His rage had cooled to a hard lump in his stomach, but he still felt like punching something (although not Roan). So he could trigger a partial change? Could he trigger a full one? That was the next logical step wasn’t it? Of course he’d never heard of anyone actually being able to do that, but then again he’d never heard of someone spending more time in cat form than Human form until he met Michael Henstridge. The virus children, the ones with the viral DNA in their basic genetic make up, were starting to change everything they knew about it, and they knew so little about this disease even after all this time. It was like they were rewriting the laws of physics as they went along.
He wondered what kind of experimenting Roan had done when he snuck out late at night, how far he had pushed the boundaries, and if that was why he was so scared to talk about it. Or if he didn’t talk about it because Paris really wasn’t one of his kind. He was, he was infected, but he wasn’t really, because he started off as Human and became otherwise. Roan had always been a bit more than that.
He checked his cell if only to get his mind off this topic, and after hoping it wasn’t Annie calling him (his cell phone number wasn’t listed to his knowledge, but a lawyer had to have resources beyond the norm), he realized the message left was even stranger. “Hi Kevin, this is Tim Barlow, from the Humanity First group the other night. I know this is last minute, but we’re having a private meeting tonight at eight thirty at 817 Roland Avenue, and we’d be glad to have you there if you can make it. No need to call back, just come on by, although if you can’t make it there should be another one in a week or two. And also, I’d appreciate it if you didn’t tell anyone. As I said, this is a private meeting, personal invitees only. So … anyway, hope to see you there. Bye.”

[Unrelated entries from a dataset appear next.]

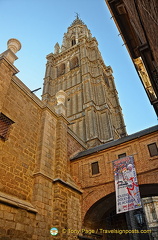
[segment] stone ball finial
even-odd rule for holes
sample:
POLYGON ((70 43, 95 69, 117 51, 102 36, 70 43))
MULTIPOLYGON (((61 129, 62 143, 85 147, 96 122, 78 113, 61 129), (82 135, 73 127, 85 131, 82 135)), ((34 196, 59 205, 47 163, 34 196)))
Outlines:
POLYGON ((11 38, 7 42, 8 49, 12 50, 13 53, 18 52, 21 49, 21 43, 15 38, 11 38))
POLYGON ((63 90, 60 90, 59 92, 57 92, 55 96, 57 99, 57 105, 60 105, 60 104, 65 105, 67 94, 63 90))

Okay, he hadn’t been expecting that. He – no, sorry, Kevin Stiles, that prick from the lacrosse team – must have passed inspection, whatever that was. Or, considering the timing, it was a trap.
Could have gone either way, couldn’t it? It was a meeting at a private household because potentially illegal activity would be discussed – or it was a set up because they figured out he was infected and wanted to find out how much he knew in a setting where they wouldn’t be bothered by any pesky witnesses.
The hubbub from Roan joining the police force had flared and died years ago (and his resignation was never actually covered), but it was possible that someone had recognized him in spite of his pseudonym. And because he was an infected that dared to get close, they had him shot today, and now they were going to privately bring in his friend after fucking the hit up. He would be an easier mark up close and personal. Was that it? Did these fucks have Roan shot? Were they planning something similar for him?
Paris knew if there were any doubts that he shouldn’t risk it, he shouldn’t go, and if Ro were awake and not as high as the International Space Station he’d also give him an emphatic “Hell no, you don’t go”. But his rage flared anew, a burning warmth that actually felt good, and he realized he absolutely had to go. If these assholes tried to kill Roan, he wanted to know right this goddamn second. If they wanted to try something with him, they were free to do so.
But if they expected him to go without a fight, they were in for one hell of a nasty shock.